The reading from Isaiah for today is the joyful song which opens the second part of Isaiah. After the 70 years of the Exile Israel is looking forward to the return to Jerusalem, aware that they are soon to be released from their captivity. They have ‘served their sentence’ in Babylon and their sin has been forgiven. The Lord will lead them in joy across the great desert as he led them across the desert at the Exodus and will manifest his glory again. For Christians the excitement is that John the Baptist picks up this message as he prepares the people for the coming of Christ. The coming of the Lord to Jerusalem was never wholly fulfilled, and we can see that the great fulfilment of this passage is in the coming of Christ to his own. He came to Jerusalem, yes, but has the divine glory been yet manifested? He brought the beginning of the kingship of God, but it is for us Christians to show the glory and the love and the generosity of God to a world which has not yet seen the splendour of his coming. This is the daunting responsibility of those who bear the name of ‘Christian’, who see in Jesus the manifestation of God’s reign.

The phrase in this reading which seizes the attention is ‘he saved us through the waters of re-birth and renewal by the Holy Spirit’. Is it referring to Jesus’ baptism or to yours and mine? My guess is that in the original letter it referred to our baptism, but that, by putting it forward on the feast of the Baptism of the Lord, the Church is referring it to Jesus’ baptism as the model of your and my baptism. We received in our baptism the same re-birth as children of God and the same renewal in the Holy Spirit as he did in the Jordan. The image of birth from the waters is a fascinating one, and can be taken on many levels, the ocean as the great, turbulent earth-mother from which all life derives, the source of life and fertility for plants, animals and humans, the ‘waters’ of each mammal’s birth. By the waters of baptism we are given a wholly new life as adopted sons of God. In Luke’s account of the Baptism of Jesus the coming of the Spirit has the main focus. On us too the Spirit comes at baptism and empowers us to do all kinds of good works beyond any human ability.

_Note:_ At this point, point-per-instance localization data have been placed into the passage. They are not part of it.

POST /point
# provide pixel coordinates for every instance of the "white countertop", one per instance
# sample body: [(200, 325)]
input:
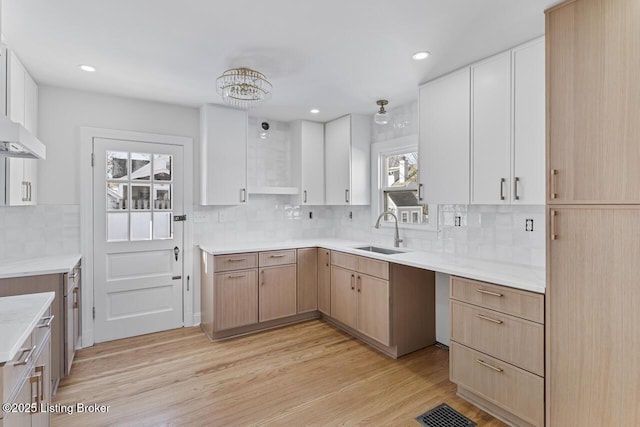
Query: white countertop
[(39, 266), (513, 275), (18, 317)]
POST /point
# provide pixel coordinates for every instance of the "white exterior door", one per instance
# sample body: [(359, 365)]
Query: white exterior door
[(138, 246)]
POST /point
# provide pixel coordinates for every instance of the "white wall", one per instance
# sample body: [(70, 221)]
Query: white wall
[(63, 111)]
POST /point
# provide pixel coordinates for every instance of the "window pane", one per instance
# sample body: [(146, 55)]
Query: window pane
[(162, 164), (141, 166), (117, 227), (117, 195), (401, 169), (162, 225), (117, 165), (141, 226)]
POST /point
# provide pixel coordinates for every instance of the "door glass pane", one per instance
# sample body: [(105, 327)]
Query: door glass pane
[(140, 197), (162, 165), (162, 196), (117, 195), (117, 227), (140, 166), (141, 226), (162, 225), (117, 165)]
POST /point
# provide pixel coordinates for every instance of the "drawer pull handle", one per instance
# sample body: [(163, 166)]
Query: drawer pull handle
[(26, 353), (483, 363), (499, 322), (46, 322), (495, 294)]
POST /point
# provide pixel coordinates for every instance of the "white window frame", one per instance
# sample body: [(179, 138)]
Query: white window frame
[(379, 151)]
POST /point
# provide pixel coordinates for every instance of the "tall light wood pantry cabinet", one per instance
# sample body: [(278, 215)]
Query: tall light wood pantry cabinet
[(593, 195)]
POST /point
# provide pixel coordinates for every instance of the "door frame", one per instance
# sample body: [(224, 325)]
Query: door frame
[(87, 134)]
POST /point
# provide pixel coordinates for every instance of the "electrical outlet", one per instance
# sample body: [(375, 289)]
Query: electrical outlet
[(528, 224)]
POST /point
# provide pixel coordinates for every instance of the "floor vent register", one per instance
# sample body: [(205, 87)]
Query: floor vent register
[(444, 416)]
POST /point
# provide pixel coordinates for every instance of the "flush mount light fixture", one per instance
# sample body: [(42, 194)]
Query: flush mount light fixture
[(243, 87), (381, 117)]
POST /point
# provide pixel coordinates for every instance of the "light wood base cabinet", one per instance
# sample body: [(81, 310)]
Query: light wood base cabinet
[(497, 359)]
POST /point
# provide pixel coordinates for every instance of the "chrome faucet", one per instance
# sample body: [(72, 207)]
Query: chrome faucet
[(397, 239)]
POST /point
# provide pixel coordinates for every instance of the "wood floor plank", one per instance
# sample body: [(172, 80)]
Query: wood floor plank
[(304, 374)]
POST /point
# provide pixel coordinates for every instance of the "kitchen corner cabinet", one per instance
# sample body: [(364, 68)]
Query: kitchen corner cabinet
[(223, 155), (22, 105), (348, 161), (444, 126), (307, 152)]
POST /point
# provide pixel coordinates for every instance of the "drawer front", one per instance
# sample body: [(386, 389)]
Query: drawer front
[(344, 260), (508, 387), (516, 302), (373, 267), (235, 261), (514, 340), (277, 257), (15, 369)]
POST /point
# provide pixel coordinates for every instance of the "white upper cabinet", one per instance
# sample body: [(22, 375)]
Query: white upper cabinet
[(444, 139), (348, 161), (223, 155), (491, 130), (307, 153), (528, 153)]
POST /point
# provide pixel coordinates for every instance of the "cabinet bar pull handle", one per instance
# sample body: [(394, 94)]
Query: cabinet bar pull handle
[(495, 294), (554, 172), (483, 363), (496, 321), (46, 322), (25, 351), (553, 214)]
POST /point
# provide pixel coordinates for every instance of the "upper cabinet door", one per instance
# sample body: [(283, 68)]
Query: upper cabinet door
[(444, 139), (491, 130), (527, 184), (223, 156), (593, 64)]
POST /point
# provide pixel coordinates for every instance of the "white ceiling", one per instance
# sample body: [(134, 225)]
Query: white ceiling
[(336, 55)]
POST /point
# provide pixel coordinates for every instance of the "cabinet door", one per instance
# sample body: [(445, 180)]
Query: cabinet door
[(338, 161), (444, 139), (324, 281), (593, 321), (223, 156), (593, 64), (277, 292), (373, 308), (235, 299), (527, 184), (343, 296), (307, 280), (312, 163), (491, 130)]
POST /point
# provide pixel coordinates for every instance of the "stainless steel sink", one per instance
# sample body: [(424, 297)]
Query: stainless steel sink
[(378, 250)]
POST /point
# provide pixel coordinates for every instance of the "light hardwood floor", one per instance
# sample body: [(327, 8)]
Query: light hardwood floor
[(305, 374)]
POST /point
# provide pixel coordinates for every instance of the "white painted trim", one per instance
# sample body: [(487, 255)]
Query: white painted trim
[(86, 136)]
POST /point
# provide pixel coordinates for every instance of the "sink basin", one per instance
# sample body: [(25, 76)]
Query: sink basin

Friends, this great feast of the Baptism of the Lord is a good time to reflect on the significance of the sacrament of Baptism. One of the earliest descriptions of Baptism in our tradition is vitae spiritualis ianua, which means "the door to the spiritual life."

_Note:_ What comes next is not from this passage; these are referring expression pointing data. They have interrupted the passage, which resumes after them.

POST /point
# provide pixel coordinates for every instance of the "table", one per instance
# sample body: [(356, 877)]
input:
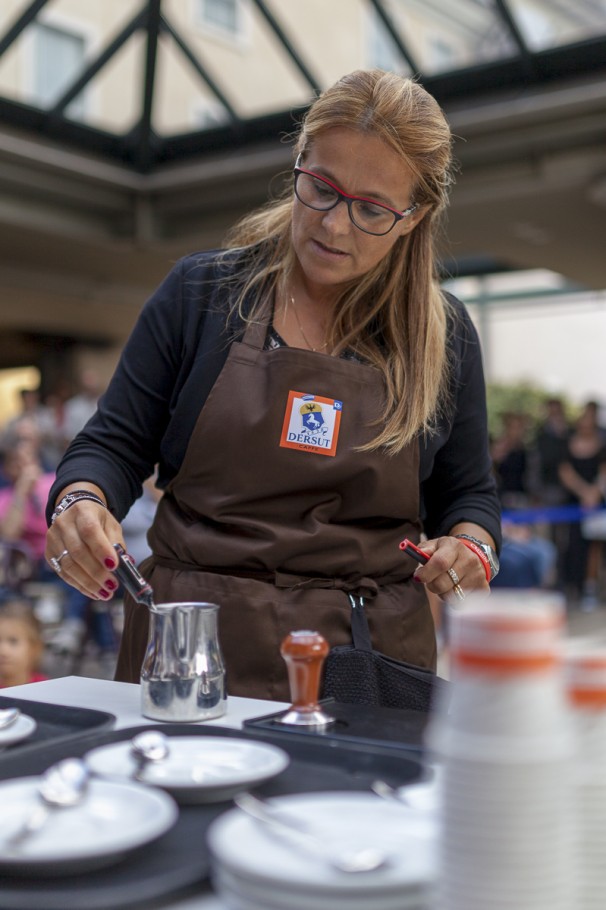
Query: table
[(123, 700)]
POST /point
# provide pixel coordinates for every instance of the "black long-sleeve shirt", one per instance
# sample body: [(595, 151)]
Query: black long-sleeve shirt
[(170, 363)]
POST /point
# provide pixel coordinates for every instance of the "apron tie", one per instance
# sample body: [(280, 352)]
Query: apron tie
[(359, 585)]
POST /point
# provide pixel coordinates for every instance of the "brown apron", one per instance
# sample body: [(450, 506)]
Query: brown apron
[(270, 501)]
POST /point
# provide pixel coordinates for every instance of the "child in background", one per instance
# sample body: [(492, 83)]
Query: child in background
[(21, 644)]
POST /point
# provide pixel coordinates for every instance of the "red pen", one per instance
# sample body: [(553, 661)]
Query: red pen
[(412, 550)]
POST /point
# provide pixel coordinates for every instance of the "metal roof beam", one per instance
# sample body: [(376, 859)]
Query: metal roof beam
[(395, 35), (145, 132), (201, 71), (288, 47), (99, 62)]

To grasp the full meaning of this is to understand something decisive about Christianity. For Christianity is not primarily about "becoming a good person" or "doing the right thing." Let’s face it, anyone—pagan, Muslim, Jew, nonbeliever—can be any of those things.

To be a Christian is to be grafted on to Christ and hence drawn into the very dynamics of the inner life of God. We don’t speak simply of following or imitating Jesus. We speak of becoming a member of his Mystical Body.

Do you see why it is so important that we are baptized "in the name of the Father, and of the Son, and of the Holy Spirit"? For Baptism draws us into the relationship between the Father and the Son—which is to say, in the Holy Spirit. Baptism, therefore, is all about grace—our incorporation, through the power of God’s love, into God’s own life.